Guerrero also participated in a protest held outside of the U.S. Capitol in response to House Republican leaders failing to pass comprehensive immigration reform with a path to citizenship. She and other UFCW stewards and activists joined thousands of people from across the country to march in Washington, D.C. She was just one of the many arrested in an action of civil disobedience to draw attention to the need for comprehensive immigration reform. “I went to Washington as both a worker and a mother. We deserve reform that is humane and just and keeps families together. I was arrested in solidarity with all immigrants who are calling on Congress to pass comprehensive immigration reform.”

UFCW stewards are leaders who stand together to protect workers in their plants and also across the country. To become involved in issues important to workers contact your local union representative or your legislative & political representative (LPR).

“Getting involved in campaigns and actions outside of the plant gives us a chance to help other workers who might be afraid to speak up for change or might not have a voice on the job. With the support of our union, we can be their voice and bring attention to important issues for all workers.”–Idalid Guerrero, UFCW Local 540 member and Pilgrim’s Pride plant steward, Lufkin Texas

Hispanic Heritage Month Spotlight: Walter Garron

Walter with UFCW International President Joe Hansen

Walter with UFCW International President Joe Hansen

As we continue to celebrate Hispanic Heritage Month (Sept. 15–October 15) we wanted to share the story of UFCW Local 1473 Member and Staff Walter Garron.

Walter became a member of Local 1473 when he started working in the maintenance department at Strauss Brands in Franklin, Wisconsin. When his employer started giving his fellow coworkers a hard time about their employment eligibility, Walter came to their defense.

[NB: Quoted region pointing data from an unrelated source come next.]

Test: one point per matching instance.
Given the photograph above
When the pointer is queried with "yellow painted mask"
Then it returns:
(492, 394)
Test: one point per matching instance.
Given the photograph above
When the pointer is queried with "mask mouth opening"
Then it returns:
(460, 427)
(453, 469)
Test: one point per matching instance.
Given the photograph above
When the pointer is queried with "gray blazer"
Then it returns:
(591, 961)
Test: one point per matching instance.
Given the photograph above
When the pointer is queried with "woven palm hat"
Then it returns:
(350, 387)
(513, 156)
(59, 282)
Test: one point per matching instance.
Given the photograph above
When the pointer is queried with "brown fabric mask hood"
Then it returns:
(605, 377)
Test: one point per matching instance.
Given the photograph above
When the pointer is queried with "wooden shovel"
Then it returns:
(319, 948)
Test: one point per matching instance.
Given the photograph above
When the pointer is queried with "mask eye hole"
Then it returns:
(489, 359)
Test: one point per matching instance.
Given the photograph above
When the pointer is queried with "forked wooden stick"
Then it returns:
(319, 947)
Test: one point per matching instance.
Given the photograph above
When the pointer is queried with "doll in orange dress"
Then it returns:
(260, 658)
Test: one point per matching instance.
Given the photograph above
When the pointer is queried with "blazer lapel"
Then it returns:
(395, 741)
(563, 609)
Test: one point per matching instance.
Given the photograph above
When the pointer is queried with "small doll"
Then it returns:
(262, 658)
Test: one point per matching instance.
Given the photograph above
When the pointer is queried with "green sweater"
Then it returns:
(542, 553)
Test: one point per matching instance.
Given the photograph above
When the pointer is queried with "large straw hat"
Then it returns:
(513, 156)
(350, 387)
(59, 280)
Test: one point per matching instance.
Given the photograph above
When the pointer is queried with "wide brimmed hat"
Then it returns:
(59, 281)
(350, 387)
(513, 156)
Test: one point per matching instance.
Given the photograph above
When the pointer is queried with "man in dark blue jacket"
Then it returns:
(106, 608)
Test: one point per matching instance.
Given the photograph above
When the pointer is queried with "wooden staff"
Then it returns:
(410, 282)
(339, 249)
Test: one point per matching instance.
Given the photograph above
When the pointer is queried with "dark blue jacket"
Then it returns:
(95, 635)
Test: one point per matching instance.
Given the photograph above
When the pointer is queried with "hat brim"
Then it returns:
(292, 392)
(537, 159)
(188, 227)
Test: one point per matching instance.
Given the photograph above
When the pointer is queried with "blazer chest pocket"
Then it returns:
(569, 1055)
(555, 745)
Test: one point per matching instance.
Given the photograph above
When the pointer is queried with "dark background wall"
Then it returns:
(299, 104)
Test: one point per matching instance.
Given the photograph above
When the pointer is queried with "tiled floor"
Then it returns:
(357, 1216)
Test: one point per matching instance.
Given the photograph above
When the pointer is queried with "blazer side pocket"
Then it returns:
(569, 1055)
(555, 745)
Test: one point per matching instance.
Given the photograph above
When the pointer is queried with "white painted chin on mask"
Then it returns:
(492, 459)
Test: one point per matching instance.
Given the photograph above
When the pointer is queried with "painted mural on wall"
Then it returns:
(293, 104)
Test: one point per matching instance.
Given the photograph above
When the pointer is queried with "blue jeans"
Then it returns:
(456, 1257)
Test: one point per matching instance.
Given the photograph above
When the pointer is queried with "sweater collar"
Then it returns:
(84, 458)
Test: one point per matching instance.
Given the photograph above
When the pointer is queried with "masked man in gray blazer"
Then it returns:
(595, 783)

After his union rep saw Walter “raising hell” for his fellow workers, he told him he’d make a great union steward. Walter jumped right in and has been actively involved in his union ever since. He has since worked in the Special Project Union Representative Program, and is now an organizer and union rep.

Naturally, Walter says that he is “an advocate for all workers” and that with the work he gets to do, he is truly “living the dream.” He currently serves as an Executive Board Member for the Labor Council for Latin American Advancement (LCLAA), where he provides services and training for Latino union members. He has also helped organize Black Friday events with OUR Walmart throughout the state of Wisconsin.

Walter is also a member of the United Latinos. Touching on the importance of Hispanic Heritage Month, Walter says that the labor movement goes “hand in hand” with the Latino community:

“Latinos will be the largest minority by the year 2030, and we need to connect the movement to our communities. Latinos need to know their rights, and the labor movement needs to adopt them.”

To help Hispanics in the labor movement, Walter has been deeply involved with Immigration rights–pioneering Wisconsin informational workshops in deferred action and other immigration issues. Right now he is also working with allies to collect petitions calling for all people to have the right to obtain driver’s licenses.